GKクルトワ、DFアスピリクエタ、クリステンセン、ケーヒル、MFカンテ、バカヨコ、ザッパコスタ、マルコス・アロンソ、ロス・バークリー、FWペドロ、アザール。スペインに帰ったモラタと移籍が噂されていたバチュアイが不在で、ヴィクター・モーゼスはベンチスタート。ベストとはいえない布陣ではありますが、最終ラインは主力が揃っています。開始早々から敵陣でプレッシャーをかけるチェルシー。5分にボックス左でフェイントをしかけ、逆サイドにきわどい浮き球を上げたアザールの動きは冴えています。14分にクックを抜いたアザールが、カンテとのワンツーでボックスに入ったシーンは先制かと思われましたが、ラストパスがずれてしまいました。25分、自陣からの速い縦パスを受けたジョーダン・アイブがドリブルでクリステンセンを翻弄し、ボックス手前で左足を振り抜きますが、コースが甘くクルトワが余裕をもってキャッチしました。

チェルシーにアクシデントが発生したのは26分。腿の裏を痛めて座り込んだクリステンセンは、19分にジョーダン・アイブに引っ掛けられたときからおかしかったのでしょう。急遽呼ばれたのはリュディガー。30分にCKをニアで叩いたケーヒルのヘッドは、バーすれすれを越えていきます。33分に右サイドから入ったボールを中央で受けたロス・バークリーは、振り向きざまに左足で狙うもサイモン・フランシスの足に当ててしまいます。ザッパコスタのクロスに合わせたマルコス・アロンソのヘディングシュートは、ファーポストの外。徐々にラストパスが味方に合うようになってきたチェルシーは、ゴールを奪えずにハーフタイムを迎えたものの、いつもの彼らにしか見えませんでした。

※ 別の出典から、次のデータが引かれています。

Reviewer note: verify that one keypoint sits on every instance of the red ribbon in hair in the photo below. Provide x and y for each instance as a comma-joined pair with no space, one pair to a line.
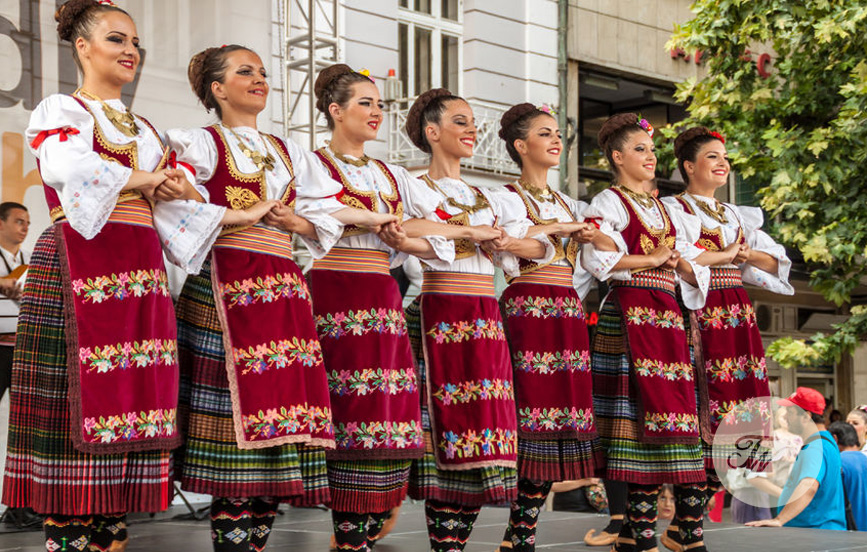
64,132
718,136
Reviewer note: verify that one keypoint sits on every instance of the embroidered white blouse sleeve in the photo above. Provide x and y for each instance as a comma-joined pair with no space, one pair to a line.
87,184
688,231
419,201
752,219
511,216
188,228
582,280
606,210
316,200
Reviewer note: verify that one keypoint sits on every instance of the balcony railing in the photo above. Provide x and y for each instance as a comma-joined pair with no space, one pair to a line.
489,154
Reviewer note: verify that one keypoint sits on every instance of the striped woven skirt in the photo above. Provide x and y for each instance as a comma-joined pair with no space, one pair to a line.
474,487
616,415
210,461
43,470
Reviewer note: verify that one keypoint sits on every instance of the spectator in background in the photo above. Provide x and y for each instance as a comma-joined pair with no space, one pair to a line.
14,224
813,494
854,471
858,420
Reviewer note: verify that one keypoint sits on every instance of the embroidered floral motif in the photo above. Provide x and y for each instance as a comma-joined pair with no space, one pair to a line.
733,412
549,363
264,290
545,307
288,421
361,322
731,369
555,419
487,442
136,283
670,371
669,421
371,435
261,358
639,316
727,317
478,390
132,425
367,381
137,354
466,331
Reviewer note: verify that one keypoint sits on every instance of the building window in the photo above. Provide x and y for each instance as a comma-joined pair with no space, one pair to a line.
601,96
429,44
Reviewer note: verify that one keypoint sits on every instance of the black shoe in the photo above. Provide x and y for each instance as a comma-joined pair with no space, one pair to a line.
22,518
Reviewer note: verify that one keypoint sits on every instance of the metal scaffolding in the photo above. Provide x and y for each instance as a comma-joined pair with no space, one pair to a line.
311,42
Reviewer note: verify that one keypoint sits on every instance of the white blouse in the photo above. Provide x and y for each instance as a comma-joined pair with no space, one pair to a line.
750,220
553,210
88,185
314,189
506,209
419,201
607,206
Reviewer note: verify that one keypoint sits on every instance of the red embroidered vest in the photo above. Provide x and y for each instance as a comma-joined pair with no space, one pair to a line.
360,199
570,252
710,240
640,238
229,187
126,155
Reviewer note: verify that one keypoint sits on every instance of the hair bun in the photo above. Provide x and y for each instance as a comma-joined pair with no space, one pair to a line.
613,125
414,119
68,14
511,116
686,137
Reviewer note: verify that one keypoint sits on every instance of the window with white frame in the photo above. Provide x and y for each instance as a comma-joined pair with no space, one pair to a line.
429,43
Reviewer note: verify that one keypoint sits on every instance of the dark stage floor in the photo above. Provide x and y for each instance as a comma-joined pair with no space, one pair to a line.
308,531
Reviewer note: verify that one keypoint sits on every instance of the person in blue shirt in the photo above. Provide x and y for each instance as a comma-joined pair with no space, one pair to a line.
854,470
813,494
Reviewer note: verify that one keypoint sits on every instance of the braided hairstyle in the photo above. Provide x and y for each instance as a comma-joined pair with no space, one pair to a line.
77,18
687,145
334,85
207,67
426,109
515,125
614,134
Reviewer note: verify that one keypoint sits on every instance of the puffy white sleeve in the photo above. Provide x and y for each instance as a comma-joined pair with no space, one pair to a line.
752,219
60,135
582,280
607,211
511,215
688,231
316,200
188,228
419,201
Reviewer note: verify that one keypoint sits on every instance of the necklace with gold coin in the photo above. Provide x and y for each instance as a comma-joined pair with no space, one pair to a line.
124,121
261,161
717,212
643,199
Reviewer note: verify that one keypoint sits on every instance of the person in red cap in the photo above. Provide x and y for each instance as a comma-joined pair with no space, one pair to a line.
813,495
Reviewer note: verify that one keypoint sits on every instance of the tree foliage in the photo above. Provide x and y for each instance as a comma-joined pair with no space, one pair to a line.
799,133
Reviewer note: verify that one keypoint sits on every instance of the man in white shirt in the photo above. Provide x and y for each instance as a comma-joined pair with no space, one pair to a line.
14,224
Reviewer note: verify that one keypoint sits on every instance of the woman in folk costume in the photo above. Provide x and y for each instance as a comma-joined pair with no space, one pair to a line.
547,330
253,379
95,376
468,405
643,381
368,358
731,358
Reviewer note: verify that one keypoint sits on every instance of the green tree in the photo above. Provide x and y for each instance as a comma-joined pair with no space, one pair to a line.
799,132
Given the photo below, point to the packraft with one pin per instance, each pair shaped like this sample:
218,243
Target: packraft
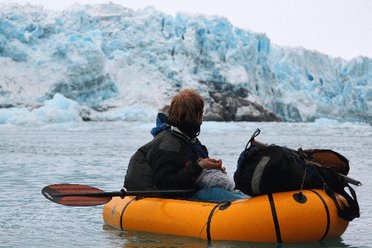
264,169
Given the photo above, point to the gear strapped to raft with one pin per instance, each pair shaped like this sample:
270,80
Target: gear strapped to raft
264,169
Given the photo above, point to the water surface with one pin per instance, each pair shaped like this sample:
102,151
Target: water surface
97,154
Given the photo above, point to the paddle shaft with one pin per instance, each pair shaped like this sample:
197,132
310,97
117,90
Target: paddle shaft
84,195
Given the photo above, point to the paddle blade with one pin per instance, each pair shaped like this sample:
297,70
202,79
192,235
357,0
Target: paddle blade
75,195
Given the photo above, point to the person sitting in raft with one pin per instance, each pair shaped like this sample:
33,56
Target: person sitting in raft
175,159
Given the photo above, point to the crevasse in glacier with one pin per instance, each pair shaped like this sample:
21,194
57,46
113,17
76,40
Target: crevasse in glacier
119,64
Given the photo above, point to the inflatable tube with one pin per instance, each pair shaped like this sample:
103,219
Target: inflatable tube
284,217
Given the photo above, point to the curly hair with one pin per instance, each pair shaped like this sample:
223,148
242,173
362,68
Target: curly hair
186,106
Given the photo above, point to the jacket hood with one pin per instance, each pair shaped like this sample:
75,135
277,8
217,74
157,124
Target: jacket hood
161,124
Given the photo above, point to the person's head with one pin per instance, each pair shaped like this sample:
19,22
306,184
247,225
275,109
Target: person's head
186,108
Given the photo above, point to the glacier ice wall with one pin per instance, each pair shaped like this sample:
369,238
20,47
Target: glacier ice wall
121,64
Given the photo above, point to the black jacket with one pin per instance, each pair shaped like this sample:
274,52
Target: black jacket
166,162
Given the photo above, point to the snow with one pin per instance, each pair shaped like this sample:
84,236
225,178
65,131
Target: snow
108,63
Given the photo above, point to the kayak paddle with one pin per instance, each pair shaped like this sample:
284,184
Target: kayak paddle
84,195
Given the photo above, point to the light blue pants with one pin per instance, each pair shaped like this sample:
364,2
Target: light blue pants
216,194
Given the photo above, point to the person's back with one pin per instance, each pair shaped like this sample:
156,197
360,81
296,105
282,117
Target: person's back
175,158
154,165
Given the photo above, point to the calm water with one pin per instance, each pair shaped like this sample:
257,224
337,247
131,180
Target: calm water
97,154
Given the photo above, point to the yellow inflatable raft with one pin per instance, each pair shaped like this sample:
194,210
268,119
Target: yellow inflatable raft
278,218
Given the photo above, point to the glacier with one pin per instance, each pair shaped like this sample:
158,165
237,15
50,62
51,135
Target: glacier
107,62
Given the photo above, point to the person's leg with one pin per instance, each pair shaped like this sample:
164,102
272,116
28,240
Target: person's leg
216,194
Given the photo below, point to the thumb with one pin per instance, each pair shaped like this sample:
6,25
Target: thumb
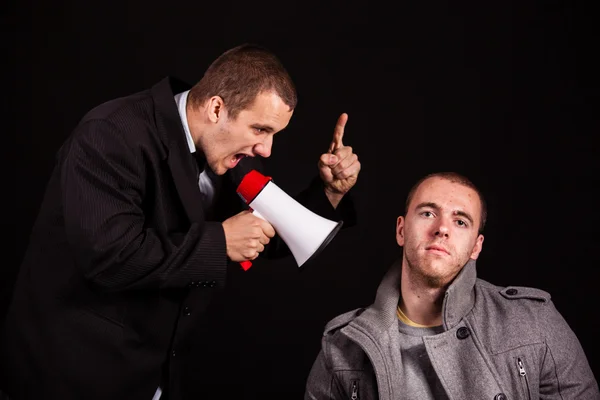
328,159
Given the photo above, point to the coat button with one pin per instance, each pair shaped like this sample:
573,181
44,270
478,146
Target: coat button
462,332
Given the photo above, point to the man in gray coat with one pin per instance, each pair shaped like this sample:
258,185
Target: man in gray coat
436,331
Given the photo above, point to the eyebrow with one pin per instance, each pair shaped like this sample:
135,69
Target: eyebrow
437,207
264,127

50分、マルコス・アロンソの直接FKは狙い通りに落とせず。直後、ボーンマスが初めての決定機を活かします。カラム・ウィルソンが敵陣でバカヨコから奪ってジョーダン・アイブに預けると、完璧なスルーパスがチェルシー守備陣のど真ん中を切り裂きます。クルトワと1対1になったカラム・ウイルソンは、自信たっぷりにGKの脇を抜きました。不振のジョシュア・キングからポジションを奪った25歳のストライカーは、年明けのプレミアリーグで4戦3発と絶好調です。54分、コンテ監督はロス・バークリーを諦めセスクを投入。2点ほしいホームチームには、30分以上の時間が残されています。

しかし64分、ボーンマスが2点めをゲット。左サイドでカラム・ウィルソンとワンツーを仕掛け、そのまま縦に走ったのはスタニスラス。アスピリクエタがファールをアピールしてマークにつかず、ケーヒルがボールにつられて裏を取られると、スタニスラスはひとり旅となり一気にクルトワの前に躍り出ます。タイミングを外して放った右足アウトのフィニッシュに、クルトワは股間を抜かれてしまいました。コンテ監督がザッパコスタをオドイに代えた直後、チェルシーは絶望的な3点めを喫してしまいます。67分のCK。シュートのこぼれ球を拾ったカラム・ウィルソンがスタニスラスに戻すと、中に持って右足で放った19番の一撃は明らかに枠を外れていました。ところが、ラインの裏にすっと飛び出したナタン・アケが右足でサイドネットにプッシュ。本職のストライカー不在のチェルシーに見られない動きでゴールを決めたのは、半年前にクラブが売ったCBでした。スタンフォード・ブリッジでコンテ監督がこれほど渋い表情を見せたのは、初めてではないでしょうか。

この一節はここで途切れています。